Entretanto, e voltando à conversa havida no passado domingo entre Pacheco Pereira e Clara de Sousa, quero registar que em dado momento ouvi por lá qualquer coisa que numa primeira fase me fez cair em pasmo e numa fase subsequente me colocou em estado de alerta. Falava-se das queixas formuladas por Freitas do Amaral perante a sua eliminação da história do CDS-PP por obra e graça de Paulo Portas e, nesse passo, alguém fez o diagnóstico: era o «complexo de esquerda» do dr. Freitas do Amaral. Primeiro fiquei varado: de esquerda, Freitas do Amaral?! Depois, entendi: estamos a regressar ao tempo em que, sob os critérios de Salazar, murmurar que a guerra mata dava direito a ser-se considerado um perigoso agente de Moscovo. De há uns tempos para cá, Freitas do Amaral diverge uma vez ou outra da mais dura linha da direita transnacional: acusa de ilegitimidade a intervenção NATO/USA contra a Jugoslávia, faz o mesmo perante a invasão do Iraque, distancia-se da gestão Bush e afirma publicamente que preferiria uma outra condução norte-americana do mundo. Paralelamente, escreve uma peça de teatro sobre o movimento estudantil dos anos 60 e uma outra acerca de Viriato, um que combateu o Império, ainda que o romano, já que o americano ainda vinha longe. Também escreve uns artigos com que o dr. Portas decerto não concorda. Perante tudo isto, ai Jesus que o homem é de esquerda!

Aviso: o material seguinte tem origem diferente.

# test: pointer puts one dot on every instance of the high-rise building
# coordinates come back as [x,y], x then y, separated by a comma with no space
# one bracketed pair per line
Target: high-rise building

A gente até pode encontrar uma explicação: o melhor é começar já a torpedear o dr. Freitas, não vá passar-lhe pela cabeça candidatar-se a Belém, a uma presidência que se quer reservar para o já canonizado dr. Cavaco, se tanto lhe apetecer, ou para o dr. Santana, a quem o lugar muito apetece e já informou ter abandonado alguns estouvados maus costumes. E que, além disso, precisa, coitado. A questão que a esta crónica mais interessa, porém, é a verificação de que a multiplicidade de comentadores políticos na TV pode multiplicar a possibilidade de, por essa via supostamente autorizada e idónea, se multiplicarem também as inverdades, as imposturas, as calúnias, então com um imaginário selo de seriedade. A acontecer, isso não será consequência da diversidade, que é sempre boa, mas da falta de seriedade, que é sempre má. E contra a qual temos nós, telespectadores em princípio crédulos, de nos prevenirmos.